Quatre femmes étaient au rendez-vous pour retracer leur parcours autour d’un double propos femmes et ruralité.

Des livres pour se livrer

© Claude Queruel

Cécile Decauze est éditrice, sa société “Il était un bouquin” est implantée à Montpon. Professeure d’histoire-géographie, originaire de la proche Gironde, elle est devenue éditrice « sur une idée un peu folle dans laquelle j’ai entraîné ma sœur jumelle ». Au départ, en 2013, il était question de lecture numérique (tablette, liseuse…), plus accessible financièrement, « puis on a fait imprimer nos livres et tout notre catalogue est maintenant accessible aux deux formats ». Une cinquantaine de livres, « à retrouver notamment dans la librairie indépendante de Montpon ». Les auteurs vivent en Nouvelle-Aquitaine, « mais pas seulement… », essentiellement des femmes, « mais ça c’est un hasard, au fil des rencontres dans des salons ou par internet ».

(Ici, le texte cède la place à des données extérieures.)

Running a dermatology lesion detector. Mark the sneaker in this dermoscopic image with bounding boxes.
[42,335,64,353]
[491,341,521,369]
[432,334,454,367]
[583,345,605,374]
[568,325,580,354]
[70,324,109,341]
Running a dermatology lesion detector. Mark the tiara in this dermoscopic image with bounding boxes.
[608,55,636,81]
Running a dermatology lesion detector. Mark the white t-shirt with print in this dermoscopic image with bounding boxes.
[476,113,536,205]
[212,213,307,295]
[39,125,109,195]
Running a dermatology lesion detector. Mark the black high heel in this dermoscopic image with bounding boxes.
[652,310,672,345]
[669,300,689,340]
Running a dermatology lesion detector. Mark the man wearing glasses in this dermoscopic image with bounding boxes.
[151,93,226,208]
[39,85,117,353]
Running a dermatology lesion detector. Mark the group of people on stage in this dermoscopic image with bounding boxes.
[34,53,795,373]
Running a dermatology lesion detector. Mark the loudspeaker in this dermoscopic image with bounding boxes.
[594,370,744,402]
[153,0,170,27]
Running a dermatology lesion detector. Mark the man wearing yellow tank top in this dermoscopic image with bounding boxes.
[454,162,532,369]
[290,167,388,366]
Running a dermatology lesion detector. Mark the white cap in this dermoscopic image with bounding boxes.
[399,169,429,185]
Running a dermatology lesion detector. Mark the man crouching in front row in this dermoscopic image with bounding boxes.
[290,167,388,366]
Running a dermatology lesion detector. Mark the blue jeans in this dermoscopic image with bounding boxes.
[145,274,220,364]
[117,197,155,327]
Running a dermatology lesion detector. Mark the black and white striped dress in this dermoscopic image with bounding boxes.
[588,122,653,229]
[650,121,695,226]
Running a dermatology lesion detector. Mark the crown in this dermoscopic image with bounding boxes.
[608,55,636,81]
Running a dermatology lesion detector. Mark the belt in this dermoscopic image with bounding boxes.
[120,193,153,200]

La direction doublement féminine de l’entreprise n’est sûrement pas étrangère à cette sensibilité et aux sélections d’ouvrages. Une des collections de romans s’appelle Destins de femmes. Cécile Decauze se dit attentive à mettre en avant des personnages féminins identiques aux personnages masculins, « forts, indépendants, avec de la personnalité et qui vivent plein d’aventures ».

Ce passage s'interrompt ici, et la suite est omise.